Pia Williams is a gifted medium who works for a television series, Debunking Reality. Girl Unseen begins when Pia and her crew are asked to investigate possible paranormal activity in a family’s home. While they record footage for the show, a spirit of an angry young girl appears to Pia. In a fit of rage, the entity kills a man. Pia is taken into custody and held for questioning by a detective who has no patience for things unseen. Looking for help she calls ex-Special Forces detective Nate Ryder. With Nate and the Debunking Reality crew by her side, Pia sets out to uncover the terrible truth of what happened at the old lighthouse keeper’s cottage.
Girl Unseen is the third installment of Daniel’s Beyond the Grave series and a fantastic addition at that. The novel offers suspense, twists, action, and romance – everything a story needs to make it impossible to put down.
In the first chapter, we meet the Debunking Reality crew and witness a murder. I was instantly sucked into the story by such a riveting beginning! I immediately wanted finish the novel so I could find out what happened!

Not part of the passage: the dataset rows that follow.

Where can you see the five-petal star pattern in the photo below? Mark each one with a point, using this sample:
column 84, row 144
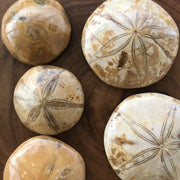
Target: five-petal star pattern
column 46, row 104
column 134, row 32
column 160, row 147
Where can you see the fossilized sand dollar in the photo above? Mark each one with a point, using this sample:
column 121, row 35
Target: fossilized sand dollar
column 35, row 31
column 48, row 99
column 130, row 43
column 42, row 158
column 142, row 138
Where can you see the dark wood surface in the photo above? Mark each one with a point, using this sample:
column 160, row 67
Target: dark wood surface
column 100, row 99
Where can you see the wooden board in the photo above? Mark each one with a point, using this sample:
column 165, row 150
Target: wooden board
column 101, row 99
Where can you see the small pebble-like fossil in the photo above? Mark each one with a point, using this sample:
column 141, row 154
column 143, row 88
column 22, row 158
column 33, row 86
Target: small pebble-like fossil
column 48, row 99
column 142, row 138
column 35, row 31
column 42, row 158
column 130, row 43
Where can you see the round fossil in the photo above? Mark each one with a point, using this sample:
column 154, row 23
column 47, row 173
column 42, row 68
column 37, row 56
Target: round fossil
column 142, row 138
column 48, row 99
column 43, row 158
column 130, row 43
column 35, row 31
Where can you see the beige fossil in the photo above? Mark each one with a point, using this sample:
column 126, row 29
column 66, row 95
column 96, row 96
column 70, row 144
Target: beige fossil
column 130, row 43
column 142, row 138
column 48, row 99
column 42, row 158
column 35, row 31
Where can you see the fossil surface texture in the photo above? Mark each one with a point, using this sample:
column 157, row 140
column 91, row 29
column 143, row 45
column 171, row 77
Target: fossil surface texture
column 130, row 43
column 42, row 158
column 35, row 31
column 142, row 138
column 48, row 99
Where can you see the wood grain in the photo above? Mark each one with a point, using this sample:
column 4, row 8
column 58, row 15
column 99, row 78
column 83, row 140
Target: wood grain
column 100, row 99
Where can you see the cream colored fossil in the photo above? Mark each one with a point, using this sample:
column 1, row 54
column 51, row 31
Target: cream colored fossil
column 130, row 43
column 49, row 100
column 42, row 158
column 35, row 31
column 142, row 138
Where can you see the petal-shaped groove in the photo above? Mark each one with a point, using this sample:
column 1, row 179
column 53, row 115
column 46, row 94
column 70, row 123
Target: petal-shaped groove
column 121, row 47
column 140, row 130
column 144, row 52
column 51, row 121
column 33, row 114
column 157, row 27
column 133, row 52
column 146, row 16
column 62, row 104
column 173, row 145
column 125, row 18
column 168, row 164
column 50, row 86
column 141, row 158
column 155, row 41
column 108, row 17
column 168, row 124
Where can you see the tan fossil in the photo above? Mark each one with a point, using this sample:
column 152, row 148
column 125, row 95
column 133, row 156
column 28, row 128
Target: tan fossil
column 140, row 148
column 45, row 102
column 142, row 31
column 42, row 158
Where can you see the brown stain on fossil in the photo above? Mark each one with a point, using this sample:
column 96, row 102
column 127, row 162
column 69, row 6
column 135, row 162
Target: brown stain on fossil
column 140, row 67
column 123, row 58
column 34, row 37
column 121, row 141
column 46, row 104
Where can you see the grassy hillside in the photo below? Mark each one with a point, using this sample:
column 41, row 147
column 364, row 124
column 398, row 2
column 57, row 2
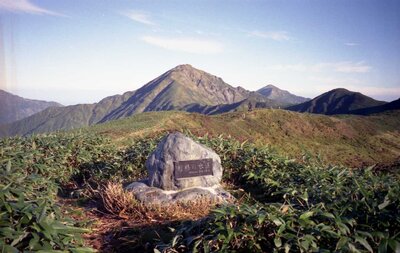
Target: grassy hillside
column 282, row 204
column 337, row 101
column 349, row 140
column 13, row 108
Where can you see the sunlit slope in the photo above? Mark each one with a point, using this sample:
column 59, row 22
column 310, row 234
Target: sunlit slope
column 350, row 140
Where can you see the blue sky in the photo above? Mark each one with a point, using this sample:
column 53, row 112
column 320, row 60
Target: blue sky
column 79, row 51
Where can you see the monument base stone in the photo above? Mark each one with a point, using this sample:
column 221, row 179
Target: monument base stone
column 181, row 170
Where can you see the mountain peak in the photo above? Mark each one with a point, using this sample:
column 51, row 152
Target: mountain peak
column 272, row 92
column 337, row 101
column 270, row 86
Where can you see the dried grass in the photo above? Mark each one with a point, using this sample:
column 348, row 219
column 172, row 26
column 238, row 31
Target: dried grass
column 120, row 202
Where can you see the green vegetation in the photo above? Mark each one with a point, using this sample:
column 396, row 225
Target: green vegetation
column 285, row 204
column 33, row 170
column 352, row 141
column 297, row 207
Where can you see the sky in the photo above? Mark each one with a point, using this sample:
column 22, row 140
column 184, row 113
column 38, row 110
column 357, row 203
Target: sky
column 80, row 51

Each page kept me wanting to read more as Pia uncovered more and more about Sarah’s past and death.
The plot of Girl Unseen kept me guessing the entire time. The majority of the novel is from Pia’s point of view, so we only know what she knows. As she tried to solve Sarah’s mystery, I tried to guess along with her, but was surprised every time. Occasionally, Daniel switched to Nate’s point of view to give us another perspective. This helped me immerse myself in the story, because I was seeing characters and situations through different eyes.
Daniel’s characters are well-developed! They seemed like real-life people you could meet anywhere. Every character had a defined personality, and their actions reflected that.
There were very few things about Girl Unseen that I did not like. I do think that it could have been longer. It was a quick read with great ideas and intense action scenes, but I think more detail and depth would add more to the story. Also, I was a little annoyed about how frequently Pia’s resistance toward relationships was brought up. I understand why Daniel mentioned it – Pia’s trust issues were vital to the romantic tension – but I think there was a different way to create the same effect. It seemed like Daniel kept repeating the same thing, which made it more redundant rather than helping you understand Pia better.
I thoroughly enjoyed following Pia and her crew. Girl Unseen is the perfect book for someone looking for a quick read with lots of suspense.